Undeclared was certainly a show that was never quite appreciated by audiences, and watching this DVD, it is apparent that people who weren't watching were truly missing out on one of the great looks at college life in modern television.
The show was created by Judd Apatow, the man behind Freaks and Geeks, and now known better as the man behind The 40 Year Old Virgin. Undeclared became his second show in just a few years to last only one year before being cancelled. And it's too bad, because this show really gave a great look at college life.
The show centered around Steven Karp (Jay Baruchel) the typical, nervous freshman, looking to reinvent himself in college, and trying to figure out just who he wanted to be. Baruchel is absolutely perfect in this role. His skinny frame helps his appearance of nervousness and apprehension at every new experience he finds in college. I find myself thinking about people I knew in college, and even of myself a little, and seeing pieces of that in Steven. This was a truly great piece of casting.

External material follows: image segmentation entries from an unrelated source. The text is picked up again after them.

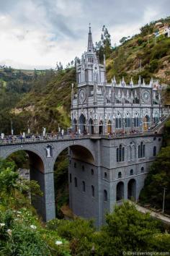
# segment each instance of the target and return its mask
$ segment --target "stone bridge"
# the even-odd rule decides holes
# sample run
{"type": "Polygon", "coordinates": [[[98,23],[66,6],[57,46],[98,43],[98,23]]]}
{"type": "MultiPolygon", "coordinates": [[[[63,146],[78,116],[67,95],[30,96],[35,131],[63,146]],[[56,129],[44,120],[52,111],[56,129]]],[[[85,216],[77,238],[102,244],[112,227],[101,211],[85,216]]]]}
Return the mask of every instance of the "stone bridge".
{"type": "Polygon", "coordinates": [[[82,154],[85,161],[86,158],[86,161],[94,161],[97,164],[99,159],[97,145],[97,140],[88,136],[56,140],[18,140],[0,145],[0,158],[6,158],[19,150],[24,150],[29,155],[30,179],[37,181],[43,192],[43,196],[32,203],[47,221],[55,218],[53,169],[58,156],[65,149],[70,148],[78,158],[82,154]],[[47,148],[50,150],[48,155],[47,148]]]}
{"type": "Polygon", "coordinates": [[[43,192],[32,203],[48,221],[55,218],[55,162],[68,148],[70,207],[76,215],[93,218],[100,226],[106,211],[112,212],[116,203],[131,197],[138,201],[161,143],[162,134],[157,130],[114,136],[4,139],[0,141],[0,158],[19,150],[29,155],[30,179],[37,181],[43,192]]]}

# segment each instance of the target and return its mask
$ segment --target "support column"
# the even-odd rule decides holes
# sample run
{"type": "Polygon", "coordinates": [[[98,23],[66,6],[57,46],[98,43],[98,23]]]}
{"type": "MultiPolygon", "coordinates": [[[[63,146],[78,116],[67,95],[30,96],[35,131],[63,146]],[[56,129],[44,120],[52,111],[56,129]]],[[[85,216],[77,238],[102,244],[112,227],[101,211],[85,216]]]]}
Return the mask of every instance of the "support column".
{"type": "Polygon", "coordinates": [[[45,221],[55,218],[53,171],[42,173],[30,168],[30,179],[37,182],[43,193],[42,197],[32,197],[32,204],[45,221]]]}
{"type": "Polygon", "coordinates": [[[45,221],[55,218],[53,171],[44,174],[45,192],[45,221]]]}

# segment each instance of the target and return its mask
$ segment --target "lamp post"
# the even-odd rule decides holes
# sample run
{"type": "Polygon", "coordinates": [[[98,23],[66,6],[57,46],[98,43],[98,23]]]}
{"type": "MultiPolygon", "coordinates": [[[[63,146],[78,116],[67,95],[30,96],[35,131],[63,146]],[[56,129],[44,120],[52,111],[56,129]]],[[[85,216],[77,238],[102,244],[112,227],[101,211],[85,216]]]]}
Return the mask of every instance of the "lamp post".
{"type": "Polygon", "coordinates": [[[164,196],[163,196],[163,205],[162,205],[162,213],[164,213],[164,208],[165,208],[165,191],[166,187],[164,188],[164,196]]]}
{"type": "Polygon", "coordinates": [[[13,130],[13,128],[12,128],[12,124],[13,124],[12,120],[11,120],[12,136],[13,136],[13,135],[14,135],[14,130],[13,130]]]}

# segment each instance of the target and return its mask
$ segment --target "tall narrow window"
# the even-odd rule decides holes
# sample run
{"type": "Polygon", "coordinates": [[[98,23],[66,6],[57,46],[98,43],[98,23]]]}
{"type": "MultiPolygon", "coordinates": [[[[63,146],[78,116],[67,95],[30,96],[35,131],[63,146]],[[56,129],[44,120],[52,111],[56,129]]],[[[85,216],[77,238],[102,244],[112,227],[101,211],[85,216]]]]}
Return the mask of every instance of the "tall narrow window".
{"type": "Polygon", "coordinates": [[[138,113],[135,114],[135,116],[133,119],[133,122],[134,122],[134,127],[139,127],[139,115],[138,113]]]}
{"type": "Polygon", "coordinates": [[[125,160],[125,148],[120,144],[116,150],[117,162],[123,162],[125,160]]]}
{"type": "Polygon", "coordinates": [[[77,187],[77,178],[74,178],[74,186],[76,187],[77,187]]]}
{"type": "Polygon", "coordinates": [[[156,146],[153,147],[153,156],[156,156],[156,146]]]}
{"type": "Polygon", "coordinates": [[[116,129],[122,128],[122,116],[120,113],[116,115],[116,129]]]}
{"type": "Polygon", "coordinates": [[[85,185],[85,182],[82,182],[82,185],[83,185],[83,192],[86,191],[86,185],[85,185]]]}
{"type": "Polygon", "coordinates": [[[104,201],[107,201],[107,192],[106,189],[104,189],[104,201]]]}
{"type": "Polygon", "coordinates": [[[117,162],[119,162],[119,148],[117,148],[116,150],[116,158],[117,158],[117,162]]]}
{"type": "Polygon", "coordinates": [[[119,171],[119,172],[118,172],[118,178],[119,178],[119,179],[122,178],[122,173],[121,173],[121,171],[119,171]]]}
{"type": "Polygon", "coordinates": [[[138,145],[138,158],[143,158],[146,155],[146,145],[143,142],[138,145]]]}
{"type": "Polygon", "coordinates": [[[129,113],[125,115],[125,128],[130,127],[130,116],[129,113]]]}
{"type": "Polygon", "coordinates": [[[94,187],[91,185],[91,195],[94,197],[94,187]]]}

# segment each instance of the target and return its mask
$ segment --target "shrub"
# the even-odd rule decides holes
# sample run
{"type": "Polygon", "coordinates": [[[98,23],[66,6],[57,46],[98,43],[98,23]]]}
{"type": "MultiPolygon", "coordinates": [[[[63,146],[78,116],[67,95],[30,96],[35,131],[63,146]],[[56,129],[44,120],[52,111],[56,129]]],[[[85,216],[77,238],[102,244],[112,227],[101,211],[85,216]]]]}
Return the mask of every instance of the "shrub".
{"type": "Polygon", "coordinates": [[[153,59],[150,62],[148,70],[150,72],[153,73],[158,67],[158,61],[157,59],[153,59]]]}

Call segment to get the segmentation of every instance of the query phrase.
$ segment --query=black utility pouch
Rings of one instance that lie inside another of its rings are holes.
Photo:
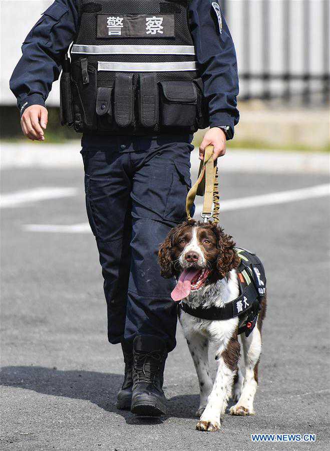
[[[161,125],[194,127],[197,106],[195,84],[190,81],[164,81],[159,85]]]
[[[60,80],[60,120],[61,125],[73,125],[71,81],[68,72],[62,72]]]
[[[139,76],[139,111],[142,127],[155,127],[158,121],[158,87],[156,74]]]
[[[101,86],[97,89],[96,95],[96,114],[99,116],[106,115],[109,123],[112,123],[113,107],[112,105],[112,86]]]
[[[115,80],[115,120],[119,127],[129,127],[134,121],[133,74],[116,74]]]
[[[198,128],[206,128],[209,125],[208,106],[203,95],[203,84],[201,78],[194,81],[197,90],[197,120]]]
[[[96,103],[97,76],[95,67],[87,64],[86,58],[75,61],[71,65],[72,83],[75,85],[74,109],[80,110],[81,131],[95,130],[97,128],[95,105]],[[76,119],[75,118],[75,122]],[[77,129],[78,124],[75,123]]]

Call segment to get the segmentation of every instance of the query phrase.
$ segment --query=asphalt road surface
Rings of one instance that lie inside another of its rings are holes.
[[[106,341],[98,256],[84,225],[83,182],[78,169],[2,173],[8,195],[2,210],[1,449],[325,449],[328,196],[266,199],[247,208],[241,202],[221,213],[237,244],[263,261],[269,305],[256,414],[226,414],[221,431],[206,433],[195,429],[197,380],[179,326],[165,370],[168,416],[140,420],[115,407],[124,365],[120,347]],[[328,179],[226,173],[220,183],[221,199],[227,200],[309,188]],[[60,188],[58,196],[51,198],[45,187]],[[49,228],[27,228],[31,224]],[[77,224],[83,225],[66,232],[62,227]],[[54,225],[62,228],[49,227]],[[316,441],[251,441],[251,433],[287,432],[314,433]]]

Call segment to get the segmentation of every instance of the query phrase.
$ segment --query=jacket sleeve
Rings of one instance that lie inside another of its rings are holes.
[[[237,65],[232,39],[216,0],[191,0],[189,25],[208,103],[210,126],[229,127],[230,139],[239,119]]]
[[[52,84],[60,76],[61,60],[73,40],[78,18],[76,0],[56,0],[27,36],[10,82],[21,116],[32,105],[45,106]]]

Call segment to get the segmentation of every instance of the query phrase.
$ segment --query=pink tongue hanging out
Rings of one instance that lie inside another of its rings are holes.
[[[191,281],[200,272],[200,270],[185,270],[178,281],[175,288],[171,293],[173,301],[181,301],[190,293]]]

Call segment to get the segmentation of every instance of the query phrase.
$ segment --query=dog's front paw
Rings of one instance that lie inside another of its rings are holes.
[[[196,425],[196,428],[198,430],[215,432],[220,429],[220,423],[215,421],[199,421]]]
[[[245,416],[246,415],[254,415],[254,411],[252,409],[249,409],[243,405],[238,405],[237,404],[230,407],[229,413],[230,415],[239,415],[241,416]]]
[[[200,418],[201,416],[202,416],[202,414],[203,413],[203,412],[204,412],[205,409],[205,406],[203,405],[203,406],[202,406],[201,407],[200,407],[199,408],[198,410],[196,411],[196,413],[195,414],[195,416],[196,418]]]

Carla Gallo plays Lizzie Exley, the girl of Steven's dreams who happens to live across the hall. While Lizzie is a little more outgoing than Steven, she also is encountering a number of the same problems Steven faces as she enters college. Her biggest issue is her boyfriend, played to perfection by guest star Jason Segel. His jealousness over her friendship and eventual relationship with Steven is a great plot line, one that helps the show stay not only on the college campus, but off it as well.

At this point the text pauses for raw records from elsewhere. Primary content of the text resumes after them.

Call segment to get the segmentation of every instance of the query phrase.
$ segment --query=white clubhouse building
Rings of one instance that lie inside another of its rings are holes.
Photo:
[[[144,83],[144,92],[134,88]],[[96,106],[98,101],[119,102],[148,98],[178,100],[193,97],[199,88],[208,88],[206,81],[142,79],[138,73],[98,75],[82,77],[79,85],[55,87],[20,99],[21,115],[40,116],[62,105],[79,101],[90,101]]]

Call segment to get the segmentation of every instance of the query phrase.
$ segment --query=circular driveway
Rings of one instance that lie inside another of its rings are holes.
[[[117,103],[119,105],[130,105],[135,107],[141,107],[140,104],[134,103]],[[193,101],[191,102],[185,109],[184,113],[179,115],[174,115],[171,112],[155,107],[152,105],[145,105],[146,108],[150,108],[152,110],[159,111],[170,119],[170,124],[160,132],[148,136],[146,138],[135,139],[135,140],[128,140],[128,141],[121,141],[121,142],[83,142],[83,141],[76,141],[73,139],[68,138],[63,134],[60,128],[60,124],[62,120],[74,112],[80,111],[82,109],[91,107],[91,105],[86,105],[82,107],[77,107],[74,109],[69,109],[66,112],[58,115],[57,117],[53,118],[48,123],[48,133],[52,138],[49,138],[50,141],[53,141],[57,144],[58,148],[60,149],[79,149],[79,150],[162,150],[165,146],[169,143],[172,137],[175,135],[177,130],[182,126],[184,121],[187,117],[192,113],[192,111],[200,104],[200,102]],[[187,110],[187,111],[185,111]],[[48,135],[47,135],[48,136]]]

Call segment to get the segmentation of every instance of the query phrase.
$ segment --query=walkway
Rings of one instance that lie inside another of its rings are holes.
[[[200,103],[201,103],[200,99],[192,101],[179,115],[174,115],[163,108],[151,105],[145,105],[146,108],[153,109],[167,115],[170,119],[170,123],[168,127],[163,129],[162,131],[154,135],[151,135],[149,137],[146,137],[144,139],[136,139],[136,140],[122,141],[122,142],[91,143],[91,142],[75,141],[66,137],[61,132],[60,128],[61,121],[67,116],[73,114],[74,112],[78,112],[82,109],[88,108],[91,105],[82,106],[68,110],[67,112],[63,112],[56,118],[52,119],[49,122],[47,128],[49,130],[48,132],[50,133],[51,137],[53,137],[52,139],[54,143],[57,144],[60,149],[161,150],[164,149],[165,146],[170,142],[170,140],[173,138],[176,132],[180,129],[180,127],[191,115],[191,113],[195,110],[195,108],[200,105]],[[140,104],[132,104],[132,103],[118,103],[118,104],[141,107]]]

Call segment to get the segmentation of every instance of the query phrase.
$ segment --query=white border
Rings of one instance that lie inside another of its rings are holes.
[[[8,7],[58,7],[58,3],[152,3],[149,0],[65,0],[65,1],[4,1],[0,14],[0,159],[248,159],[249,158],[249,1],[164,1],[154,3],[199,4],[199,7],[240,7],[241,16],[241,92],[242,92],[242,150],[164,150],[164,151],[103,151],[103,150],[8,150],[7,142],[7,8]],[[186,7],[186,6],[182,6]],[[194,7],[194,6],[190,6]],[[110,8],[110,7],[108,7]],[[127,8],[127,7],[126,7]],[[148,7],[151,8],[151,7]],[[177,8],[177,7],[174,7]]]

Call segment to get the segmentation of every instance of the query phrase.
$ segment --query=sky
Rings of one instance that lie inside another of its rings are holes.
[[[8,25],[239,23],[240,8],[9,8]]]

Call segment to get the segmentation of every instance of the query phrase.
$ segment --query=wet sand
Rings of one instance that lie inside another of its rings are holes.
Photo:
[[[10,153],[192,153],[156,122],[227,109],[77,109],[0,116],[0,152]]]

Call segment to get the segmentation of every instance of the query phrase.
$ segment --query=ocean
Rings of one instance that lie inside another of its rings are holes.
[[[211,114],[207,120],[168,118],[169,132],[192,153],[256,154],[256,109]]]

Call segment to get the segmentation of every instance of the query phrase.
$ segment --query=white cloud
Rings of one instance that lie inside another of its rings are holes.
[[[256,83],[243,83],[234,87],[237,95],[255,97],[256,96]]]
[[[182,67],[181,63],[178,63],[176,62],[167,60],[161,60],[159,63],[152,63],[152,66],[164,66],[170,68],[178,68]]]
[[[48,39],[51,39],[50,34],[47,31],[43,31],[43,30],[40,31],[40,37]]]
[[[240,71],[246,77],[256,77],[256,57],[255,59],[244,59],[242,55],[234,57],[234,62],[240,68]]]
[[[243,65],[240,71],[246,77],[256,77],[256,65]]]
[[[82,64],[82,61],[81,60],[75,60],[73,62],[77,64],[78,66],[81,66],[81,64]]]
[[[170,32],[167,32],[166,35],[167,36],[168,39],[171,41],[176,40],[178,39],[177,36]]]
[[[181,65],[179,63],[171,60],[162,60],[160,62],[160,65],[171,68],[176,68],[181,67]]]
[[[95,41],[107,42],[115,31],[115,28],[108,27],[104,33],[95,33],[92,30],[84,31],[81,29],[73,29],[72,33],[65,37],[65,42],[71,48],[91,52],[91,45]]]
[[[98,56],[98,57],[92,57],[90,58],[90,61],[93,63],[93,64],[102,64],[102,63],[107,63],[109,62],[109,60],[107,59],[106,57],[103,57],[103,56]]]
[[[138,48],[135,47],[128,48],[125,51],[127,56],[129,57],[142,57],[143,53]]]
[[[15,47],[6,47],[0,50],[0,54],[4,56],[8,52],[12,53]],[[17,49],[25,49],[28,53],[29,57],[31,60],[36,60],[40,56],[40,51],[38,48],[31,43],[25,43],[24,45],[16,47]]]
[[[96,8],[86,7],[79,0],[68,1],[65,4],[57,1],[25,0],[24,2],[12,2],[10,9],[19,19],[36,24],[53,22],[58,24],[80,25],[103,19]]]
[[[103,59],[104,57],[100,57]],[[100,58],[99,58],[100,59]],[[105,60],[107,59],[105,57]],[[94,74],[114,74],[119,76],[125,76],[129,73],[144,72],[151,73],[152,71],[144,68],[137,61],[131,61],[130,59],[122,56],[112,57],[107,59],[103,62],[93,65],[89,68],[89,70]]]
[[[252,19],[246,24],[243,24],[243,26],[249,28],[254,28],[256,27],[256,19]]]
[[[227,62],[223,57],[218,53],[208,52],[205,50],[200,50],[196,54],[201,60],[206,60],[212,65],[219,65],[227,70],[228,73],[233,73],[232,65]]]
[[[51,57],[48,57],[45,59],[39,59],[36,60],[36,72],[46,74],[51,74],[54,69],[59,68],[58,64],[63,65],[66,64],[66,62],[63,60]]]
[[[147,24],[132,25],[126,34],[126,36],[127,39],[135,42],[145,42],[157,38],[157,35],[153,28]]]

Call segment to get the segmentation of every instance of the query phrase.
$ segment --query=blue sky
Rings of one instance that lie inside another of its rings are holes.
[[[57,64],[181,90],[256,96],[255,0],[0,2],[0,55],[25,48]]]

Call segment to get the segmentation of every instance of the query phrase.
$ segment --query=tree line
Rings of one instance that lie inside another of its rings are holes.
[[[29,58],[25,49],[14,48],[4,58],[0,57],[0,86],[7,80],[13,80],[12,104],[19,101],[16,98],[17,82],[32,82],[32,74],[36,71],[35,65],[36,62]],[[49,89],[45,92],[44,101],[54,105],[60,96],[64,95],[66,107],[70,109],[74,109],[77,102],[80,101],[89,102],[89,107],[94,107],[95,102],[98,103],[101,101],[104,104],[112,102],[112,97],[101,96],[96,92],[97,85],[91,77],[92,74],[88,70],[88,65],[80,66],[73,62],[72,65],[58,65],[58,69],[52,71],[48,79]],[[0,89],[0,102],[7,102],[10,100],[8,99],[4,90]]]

Monica Keena, who earned distinction as being the first character killed off on Dawson's Creek (Abby Morgan) plays Lizzie's roomate Rachel, the girl who knows she's attractive and uses it to her advantage. Yet at the same time, she can also be the girl next door, much as Lizzie is.
Steven's roomates Lloyd (Charlie Hunnam), Ron (Seth Rogen) and Marshall (Timm Sharp) are truly an eclectic bunch. Lloyd is the charming ladies' man from England, who has absolutely no problems finding ladies. Ron is the resident prankster, often teaming with the others to pick on Steven (in a friendly way). Marshall is the lonely guy, looking for a girl, but really only seeing one, Rachel. The four roomates work very well off each other, each bringing something different to the table.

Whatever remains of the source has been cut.